Inheritance Considered Harmful

Douglas Crockford crockford@earthlink.net
Fri, 23 Oct 1998 08:10:59 -0700


I believe that inheritance is evil. I also believe that people who agree
with this important observation are correct. Just as we shunned the GO TO,
we should shun the COME FROM.

And then there is E. Mark has chosen as one of his design goals to make E a
successful and popular language, recognizing that this is often incompatible
with the goal of making an ideal language. Others have pointed out that C++
is clearly the worst of the object-oriented languages, and is also clearly
the most successful and popular. One has to be careful to not draw the
conclusion that badness==success.

There are many things I don't like about E. The C-style syntax offends my
eye. And after a quarter century of experience with word processing and
hypertext, the representation of program texts is still modeled after paper
tape.

But there are things I love about E, particularly the concurrency model,
the communication model, and the security model.
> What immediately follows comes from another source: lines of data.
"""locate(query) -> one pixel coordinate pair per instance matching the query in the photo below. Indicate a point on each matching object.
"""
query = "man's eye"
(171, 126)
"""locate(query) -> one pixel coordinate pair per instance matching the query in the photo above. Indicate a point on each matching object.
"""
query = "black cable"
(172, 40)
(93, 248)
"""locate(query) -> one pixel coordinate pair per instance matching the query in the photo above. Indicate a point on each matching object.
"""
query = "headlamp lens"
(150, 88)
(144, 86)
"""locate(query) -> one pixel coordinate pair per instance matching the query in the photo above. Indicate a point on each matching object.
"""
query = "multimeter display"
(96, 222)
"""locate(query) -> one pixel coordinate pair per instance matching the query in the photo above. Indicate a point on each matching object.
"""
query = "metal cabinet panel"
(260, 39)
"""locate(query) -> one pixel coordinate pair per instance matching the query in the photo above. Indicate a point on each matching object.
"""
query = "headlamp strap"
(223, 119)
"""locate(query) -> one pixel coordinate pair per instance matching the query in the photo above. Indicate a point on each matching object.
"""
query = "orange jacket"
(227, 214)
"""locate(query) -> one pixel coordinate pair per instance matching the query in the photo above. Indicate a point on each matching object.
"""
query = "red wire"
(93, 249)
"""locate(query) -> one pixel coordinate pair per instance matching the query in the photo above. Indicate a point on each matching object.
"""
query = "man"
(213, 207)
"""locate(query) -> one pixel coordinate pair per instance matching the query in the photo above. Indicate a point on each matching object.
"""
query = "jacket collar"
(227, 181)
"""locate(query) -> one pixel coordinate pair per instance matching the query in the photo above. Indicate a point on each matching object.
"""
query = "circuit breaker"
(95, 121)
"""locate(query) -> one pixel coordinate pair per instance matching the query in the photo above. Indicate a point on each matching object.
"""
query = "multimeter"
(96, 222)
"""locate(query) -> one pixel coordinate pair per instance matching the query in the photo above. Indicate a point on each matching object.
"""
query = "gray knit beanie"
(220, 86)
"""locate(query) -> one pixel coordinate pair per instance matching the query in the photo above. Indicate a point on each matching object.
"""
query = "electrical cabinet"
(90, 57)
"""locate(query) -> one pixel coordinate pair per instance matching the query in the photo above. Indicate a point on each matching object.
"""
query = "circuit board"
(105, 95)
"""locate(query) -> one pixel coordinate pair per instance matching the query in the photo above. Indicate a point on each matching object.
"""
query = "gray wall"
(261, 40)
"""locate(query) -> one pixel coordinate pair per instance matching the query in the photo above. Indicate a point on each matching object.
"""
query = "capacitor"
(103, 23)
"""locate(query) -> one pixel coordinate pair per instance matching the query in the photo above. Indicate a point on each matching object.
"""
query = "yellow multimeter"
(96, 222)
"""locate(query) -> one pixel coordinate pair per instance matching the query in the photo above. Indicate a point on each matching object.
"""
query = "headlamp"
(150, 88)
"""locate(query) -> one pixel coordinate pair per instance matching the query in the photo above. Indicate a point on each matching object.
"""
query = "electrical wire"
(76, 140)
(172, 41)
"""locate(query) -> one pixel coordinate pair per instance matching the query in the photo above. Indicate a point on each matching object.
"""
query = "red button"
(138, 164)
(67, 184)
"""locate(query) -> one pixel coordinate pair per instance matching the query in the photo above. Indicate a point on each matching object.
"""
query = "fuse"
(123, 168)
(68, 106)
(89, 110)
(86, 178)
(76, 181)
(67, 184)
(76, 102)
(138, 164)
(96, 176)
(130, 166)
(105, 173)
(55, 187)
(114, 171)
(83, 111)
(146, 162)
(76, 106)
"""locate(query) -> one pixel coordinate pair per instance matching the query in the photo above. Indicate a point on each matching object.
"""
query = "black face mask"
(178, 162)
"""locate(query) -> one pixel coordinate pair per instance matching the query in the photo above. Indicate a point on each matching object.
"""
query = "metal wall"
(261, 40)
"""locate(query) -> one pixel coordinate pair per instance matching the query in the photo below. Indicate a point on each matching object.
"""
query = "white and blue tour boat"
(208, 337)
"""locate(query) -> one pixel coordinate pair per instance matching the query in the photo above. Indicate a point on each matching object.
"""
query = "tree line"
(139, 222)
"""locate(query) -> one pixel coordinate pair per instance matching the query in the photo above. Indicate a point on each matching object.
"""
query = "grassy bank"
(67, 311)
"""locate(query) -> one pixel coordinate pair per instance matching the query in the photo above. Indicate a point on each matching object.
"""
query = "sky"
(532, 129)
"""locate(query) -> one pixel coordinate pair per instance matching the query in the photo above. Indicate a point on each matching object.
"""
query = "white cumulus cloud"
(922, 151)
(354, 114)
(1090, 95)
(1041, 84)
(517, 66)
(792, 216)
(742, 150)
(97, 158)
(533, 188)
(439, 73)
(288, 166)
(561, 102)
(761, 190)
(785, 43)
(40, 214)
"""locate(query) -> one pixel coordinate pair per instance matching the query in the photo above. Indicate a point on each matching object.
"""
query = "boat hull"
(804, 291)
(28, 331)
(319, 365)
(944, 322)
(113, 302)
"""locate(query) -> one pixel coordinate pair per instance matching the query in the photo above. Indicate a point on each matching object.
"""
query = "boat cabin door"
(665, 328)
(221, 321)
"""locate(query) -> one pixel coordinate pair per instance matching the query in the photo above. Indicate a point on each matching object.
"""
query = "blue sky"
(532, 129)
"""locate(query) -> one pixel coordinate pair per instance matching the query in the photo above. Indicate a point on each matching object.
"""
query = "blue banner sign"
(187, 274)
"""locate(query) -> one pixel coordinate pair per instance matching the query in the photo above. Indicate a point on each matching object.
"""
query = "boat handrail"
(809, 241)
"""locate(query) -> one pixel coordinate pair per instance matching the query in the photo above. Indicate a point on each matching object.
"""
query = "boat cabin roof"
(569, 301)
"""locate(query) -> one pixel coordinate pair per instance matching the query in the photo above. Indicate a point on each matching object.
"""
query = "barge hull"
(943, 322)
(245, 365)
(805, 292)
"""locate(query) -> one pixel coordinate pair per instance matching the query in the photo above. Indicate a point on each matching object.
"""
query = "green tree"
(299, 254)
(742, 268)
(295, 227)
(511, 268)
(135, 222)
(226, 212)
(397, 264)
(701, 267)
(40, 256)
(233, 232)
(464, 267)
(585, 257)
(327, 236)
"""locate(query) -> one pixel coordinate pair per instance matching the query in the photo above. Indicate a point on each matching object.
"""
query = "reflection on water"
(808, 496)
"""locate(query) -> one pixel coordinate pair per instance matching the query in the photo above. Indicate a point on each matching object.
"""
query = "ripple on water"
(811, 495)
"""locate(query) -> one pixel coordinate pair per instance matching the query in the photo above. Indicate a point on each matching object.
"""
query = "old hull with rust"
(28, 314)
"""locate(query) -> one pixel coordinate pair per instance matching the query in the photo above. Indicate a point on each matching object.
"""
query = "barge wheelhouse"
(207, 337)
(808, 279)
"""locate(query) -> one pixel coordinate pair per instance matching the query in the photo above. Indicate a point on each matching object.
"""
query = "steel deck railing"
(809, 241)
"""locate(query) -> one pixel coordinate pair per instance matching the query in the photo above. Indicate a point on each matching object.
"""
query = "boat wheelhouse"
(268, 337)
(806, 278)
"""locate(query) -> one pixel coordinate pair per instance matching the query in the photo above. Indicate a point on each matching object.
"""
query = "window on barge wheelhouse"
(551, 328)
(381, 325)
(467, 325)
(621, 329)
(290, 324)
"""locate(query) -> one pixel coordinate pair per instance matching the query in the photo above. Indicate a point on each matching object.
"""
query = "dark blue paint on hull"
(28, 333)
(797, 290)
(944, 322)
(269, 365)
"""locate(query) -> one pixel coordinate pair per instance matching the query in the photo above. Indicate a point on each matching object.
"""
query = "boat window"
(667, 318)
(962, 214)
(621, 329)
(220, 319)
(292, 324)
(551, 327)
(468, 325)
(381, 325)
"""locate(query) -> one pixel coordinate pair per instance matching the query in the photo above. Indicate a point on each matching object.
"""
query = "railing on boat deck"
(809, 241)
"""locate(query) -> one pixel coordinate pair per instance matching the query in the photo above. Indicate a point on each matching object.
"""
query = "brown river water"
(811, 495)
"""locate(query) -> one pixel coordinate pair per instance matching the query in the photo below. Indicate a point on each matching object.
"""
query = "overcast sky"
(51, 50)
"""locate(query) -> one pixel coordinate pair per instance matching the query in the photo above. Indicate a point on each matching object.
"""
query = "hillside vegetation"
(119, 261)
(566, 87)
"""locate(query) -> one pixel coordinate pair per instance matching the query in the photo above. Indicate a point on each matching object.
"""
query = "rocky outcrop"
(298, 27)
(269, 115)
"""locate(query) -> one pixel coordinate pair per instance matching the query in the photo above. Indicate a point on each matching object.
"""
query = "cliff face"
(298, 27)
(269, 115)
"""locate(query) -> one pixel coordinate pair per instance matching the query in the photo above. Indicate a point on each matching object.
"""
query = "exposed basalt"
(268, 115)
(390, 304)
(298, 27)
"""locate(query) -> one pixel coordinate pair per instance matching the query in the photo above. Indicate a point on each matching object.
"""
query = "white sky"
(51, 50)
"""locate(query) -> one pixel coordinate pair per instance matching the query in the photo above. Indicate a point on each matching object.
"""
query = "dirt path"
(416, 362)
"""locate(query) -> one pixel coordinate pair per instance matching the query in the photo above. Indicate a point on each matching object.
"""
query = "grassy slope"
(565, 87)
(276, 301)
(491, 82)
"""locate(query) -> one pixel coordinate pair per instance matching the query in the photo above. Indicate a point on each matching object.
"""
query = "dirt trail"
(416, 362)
These are wonderful  and
powerful, and not available elsewhere.

I think that you have to be careful in selecting your innovations. If you
innovate on too many fronts, you will get praised by people like us, and
ignored by the marketplace.

So, I think the question is not "Is inheritance evil?" for I have correctly
answered that question: It is. Instead we should be asking: "Does
inheritance increase or diminish E's chances of success?"

My hunch is that E will be more successful without inheritance. Mark has
targeted an audience of scripting-language users, folks who generally do not
use inheritance, and so might enjoy a simpler language.